Tan grave como la invasión es la amenaza del régimen de Putin –repetida varias veces y por varios voceros- de llevar el conflicto hasta su “solución final”, si es que alguien interfiere directamente en el campo de batalla.El primer aviso se dio a los 3 días de la invasión, cuando Vladimir Putin puso en alerta a sus fuerzas nucleares en respuesta a la primera oleada de sanciones –una instrucción al Jefe de Defensa que fue televisada, para darle más efecto y credibilidad- y continuó con varias declaraciones de Sergei Lavrov, el ministro ruso de Exteriores, quien dejó en el aire que un enfrentamiento con las fuerzas de la OTAN llevaría a una guerra entre Rusia y Occidente: “una guerra mundial devastadora”, según las palabras del funcionario. Es muy difícil saber cuánto hay de bluff en el reto y cuánto va en serio, pero la simple referencia temprana a la madre de todas las conflagraciones es suficiente para encender las alarmas.

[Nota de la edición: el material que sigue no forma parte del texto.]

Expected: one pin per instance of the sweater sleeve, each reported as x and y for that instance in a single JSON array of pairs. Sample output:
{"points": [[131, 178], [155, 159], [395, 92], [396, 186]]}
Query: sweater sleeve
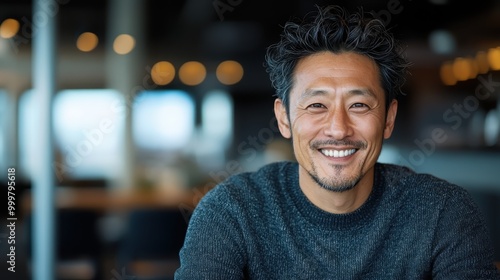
{"points": [[462, 246], [213, 247]]}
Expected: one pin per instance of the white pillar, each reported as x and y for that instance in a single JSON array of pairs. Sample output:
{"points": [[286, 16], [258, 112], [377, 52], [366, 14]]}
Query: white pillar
{"points": [[44, 13], [125, 73]]}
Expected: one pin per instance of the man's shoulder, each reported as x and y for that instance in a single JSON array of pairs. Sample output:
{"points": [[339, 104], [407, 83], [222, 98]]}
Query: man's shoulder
{"points": [[403, 176], [246, 185]]}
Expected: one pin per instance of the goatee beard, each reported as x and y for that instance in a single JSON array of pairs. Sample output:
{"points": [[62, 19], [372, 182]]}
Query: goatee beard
{"points": [[333, 185]]}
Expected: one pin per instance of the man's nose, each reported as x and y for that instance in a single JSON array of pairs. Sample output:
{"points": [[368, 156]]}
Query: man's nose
{"points": [[339, 124]]}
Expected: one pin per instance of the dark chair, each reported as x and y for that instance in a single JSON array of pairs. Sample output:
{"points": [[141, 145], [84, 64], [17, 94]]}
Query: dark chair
{"points": [[151, 243], [78, 244]]}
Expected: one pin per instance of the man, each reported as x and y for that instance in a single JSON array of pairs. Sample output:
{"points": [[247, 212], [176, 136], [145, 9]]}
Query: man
{"points": [[336, 213]]}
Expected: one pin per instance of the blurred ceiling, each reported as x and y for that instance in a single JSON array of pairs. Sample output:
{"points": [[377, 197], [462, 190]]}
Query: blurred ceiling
{"points": [[213, 30]]}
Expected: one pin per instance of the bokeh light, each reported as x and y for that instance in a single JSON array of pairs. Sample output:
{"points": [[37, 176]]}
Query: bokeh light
{"points": [[123, 44], [87, 42], [229, 72], [494, 58], [192, 73], [446, 73], [162, 73]]}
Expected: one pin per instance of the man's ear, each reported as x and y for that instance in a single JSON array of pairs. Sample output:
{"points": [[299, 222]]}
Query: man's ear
{"points": [[282, 118], [390, 119]]}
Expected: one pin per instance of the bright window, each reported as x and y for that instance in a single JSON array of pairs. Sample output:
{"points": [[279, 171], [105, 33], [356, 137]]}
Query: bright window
{"points": [[163, 120], [88, 133]]}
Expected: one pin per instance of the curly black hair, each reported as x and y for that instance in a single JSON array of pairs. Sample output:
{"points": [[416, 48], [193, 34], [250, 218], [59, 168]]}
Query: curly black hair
{"points": [[334, 29]]}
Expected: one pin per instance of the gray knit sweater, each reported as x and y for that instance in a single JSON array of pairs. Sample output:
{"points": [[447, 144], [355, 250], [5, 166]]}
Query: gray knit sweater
{"points": [[261, 226]]}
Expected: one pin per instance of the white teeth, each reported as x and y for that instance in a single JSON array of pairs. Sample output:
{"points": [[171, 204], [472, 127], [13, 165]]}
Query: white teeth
{"points": [[337, 153]]}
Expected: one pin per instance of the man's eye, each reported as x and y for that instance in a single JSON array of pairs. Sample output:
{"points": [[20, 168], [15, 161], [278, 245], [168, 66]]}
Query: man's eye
{"points": [[359, 105], [316, 106]]}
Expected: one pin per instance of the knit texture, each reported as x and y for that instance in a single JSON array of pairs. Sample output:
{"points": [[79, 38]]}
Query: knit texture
{"points": [[261, 226]]}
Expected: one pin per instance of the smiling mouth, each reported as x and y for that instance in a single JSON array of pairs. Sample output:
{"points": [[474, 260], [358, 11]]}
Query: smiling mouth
{"points": [[337, 153]]}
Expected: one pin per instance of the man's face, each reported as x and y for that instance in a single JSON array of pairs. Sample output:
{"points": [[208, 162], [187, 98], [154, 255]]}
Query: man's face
{"points": [[337, 119]]}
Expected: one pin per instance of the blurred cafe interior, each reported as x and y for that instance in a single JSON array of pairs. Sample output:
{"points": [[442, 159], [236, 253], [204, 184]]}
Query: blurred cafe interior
{"points": [[117, 116]]}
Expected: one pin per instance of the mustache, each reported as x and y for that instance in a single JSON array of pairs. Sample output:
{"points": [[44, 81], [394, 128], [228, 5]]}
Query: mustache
{"points": [[316, 144]]}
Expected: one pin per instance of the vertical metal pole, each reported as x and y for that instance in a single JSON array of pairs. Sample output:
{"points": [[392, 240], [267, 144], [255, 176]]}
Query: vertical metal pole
{"points": [[44, 13]]}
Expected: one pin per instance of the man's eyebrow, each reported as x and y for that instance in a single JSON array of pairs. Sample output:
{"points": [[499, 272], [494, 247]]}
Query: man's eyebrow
{"points": [[362, 91], [356, 91]]}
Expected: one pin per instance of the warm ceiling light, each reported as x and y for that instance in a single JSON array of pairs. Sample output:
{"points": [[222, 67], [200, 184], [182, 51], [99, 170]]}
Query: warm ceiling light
{"points": [[192, 73], [162, 73], [229, 72], [483, 65], [461, 69], [494, 58], [87, 41], [446, 73], [9, 28], [123, 44]]}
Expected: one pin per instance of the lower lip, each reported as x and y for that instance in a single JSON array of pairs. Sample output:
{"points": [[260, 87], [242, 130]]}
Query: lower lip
{"points": [[339, 159]]}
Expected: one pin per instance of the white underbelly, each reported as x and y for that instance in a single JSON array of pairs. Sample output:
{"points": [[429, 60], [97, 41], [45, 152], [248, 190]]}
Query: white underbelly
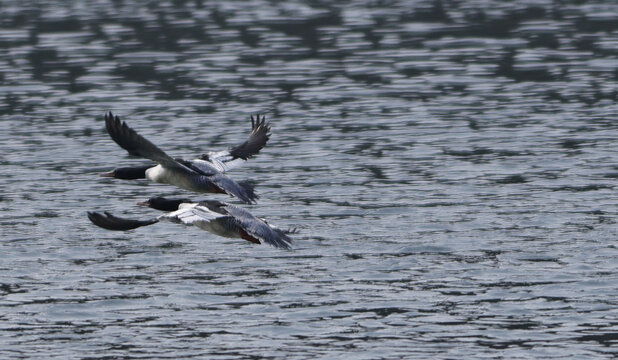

El argumento de los invasores recurre a la expansión de la OTAN -para incluir a los antiguos miembros del pacto de Varsovia- de finales de los años 90 y comienzos de los 2000, pero esa postura puede verse de varias maneras: la amenaza percibida por Rusia con la cercanía de sus nuevos rivales geopolíticos es comparable a la que debían sentir los antiguos satélites de la URSS al tener fronteras con sus antiguos patrones sin el respaldo de los EEUU y la Unión Europea. Por nombrar algunos, Polonia, Hungría, Bulgaria y los países Bálticos sabían lo que era el dominio soviético porque lo sufrieron por 40 años, y no tendrían muchas ganas de regresar al otro lado del telón de hierro.

En todo caso, la barbarie que se ejecuta desde el 24 de febrero en Ucrania se puede reducir a cosas más simples, aunque se adornen con interpretaciones de la historia para buscar justificarlas: la invasión es consecuencia de la megalomanía de Putin y su sueño de un imperio ruso igual o mayor que la antigua URSS, con Él como monarca indiscutido: esos parecen ser sus planes y le toca a esta parte del mundo oponerse con todo lo que haya, excepto llegar a la guerra final. No es que Rusia trata de comerse a Ucrania. Eso es solo el comienzo. Es la democracia liberal de Occidente, junto a nuestros valores, derechos y modo de vida, amenazada en sus cimientos por un régimen totalitario. Se ha dicho hasta el cansancio: si la toma de Ucrania no tiene consecuencias, después vendrán los Estados del Báltico y luego Polonia y paremos de contar. La ambición de poder no se sacia nunca. Todo lo contrario; aumenta con cada nueva víctima.